The Sapphire model represents the next generation of GemCod agents by integrating COT(Chain Of Thought) reasoning capabilities into the standard coding architecture. This almost completely removes the chances of hallucination and allows the model to give highly detailed and specialized explanations and instructions along with its generations.

It serves as an upgrade from the previous GemCod-Jade-270M model found here (https://huggingface.co/DireDreadlord/GemCod-Jade-270M) whilst only having minor bloat to inference time and space requirements. This model also offers rudimentary Q/A and subject matter expert capabilities on code related subjects.

This is the XM(Experimental) variant of the model which is trained on only 2,000 steps on SFT; it may give slightly incorrect outputs on long-form generation.


Estimated parameters: ~270M

Architecture: Gemma3

Intended use: Code snippet and long-form generations from natural language, instruction generation and COT explanations on code snippets


Training data

Usage

Install requirements:

pip install -r requirements.txt
pip install transformers datasets accelerate safetensors

Usage (Hugging Face Hub)

You can load it directly from HuggingFace:

from transformers import AutoTokenizer, AutoModelForCausalLM


tokenizer = AutoTokenizer.from_pretrained("DireDreadlord/GemCod-Sapphire-270M-XM")
model = AutoModelForCausalLM.from_pretrained("DireDreadlord/GemCod-Sapphire-270M-XM")
model.to(device)
model.eval()
model.resize_token_embeddings(len(tokenizer))


user_prompt = (
    "write a bubble sort algorithm in cpp."
    "Please think step by step and show your chain-of-thought before the final code." #<-- comment out this line to disable COT
)

messages = [{"role": "user", "content": user_prompt}]
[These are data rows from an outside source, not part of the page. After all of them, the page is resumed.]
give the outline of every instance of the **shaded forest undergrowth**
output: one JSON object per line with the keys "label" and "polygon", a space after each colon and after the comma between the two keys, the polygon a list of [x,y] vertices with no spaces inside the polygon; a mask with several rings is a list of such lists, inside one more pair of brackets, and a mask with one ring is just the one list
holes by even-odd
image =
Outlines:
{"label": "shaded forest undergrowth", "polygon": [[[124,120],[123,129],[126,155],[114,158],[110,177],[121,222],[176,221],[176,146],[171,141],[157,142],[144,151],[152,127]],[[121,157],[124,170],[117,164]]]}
inputs = tokenizer.apply_chat_template(messages, add_generation_prompt=True, return_tensors="pt")
inputs = {k: v.to(device) for k, v in inputs.items()}


with torch.no_grad():
    outputs = model.generate(
        **inputs,
        max_new_tokens=1024,
        do_sample=False,
        num_beams=1,
        pad_token_id=tokenizer.eos_token_id,
        eos_token_id=tokenizer.eos_token_id,
        use_cache=False,
    )


prompt_len = inputs["input_ids"].shape[1]
generated_ids = outputs[0, prompt_len:]
print(tokenizer.decode(generated_ids.tolist(), skip_special_tokens=True))

For optimal long-form generation along with COT, set max_new_tokens=2048

Limitations

  • Model for experimental use only; users should employ it as such under license.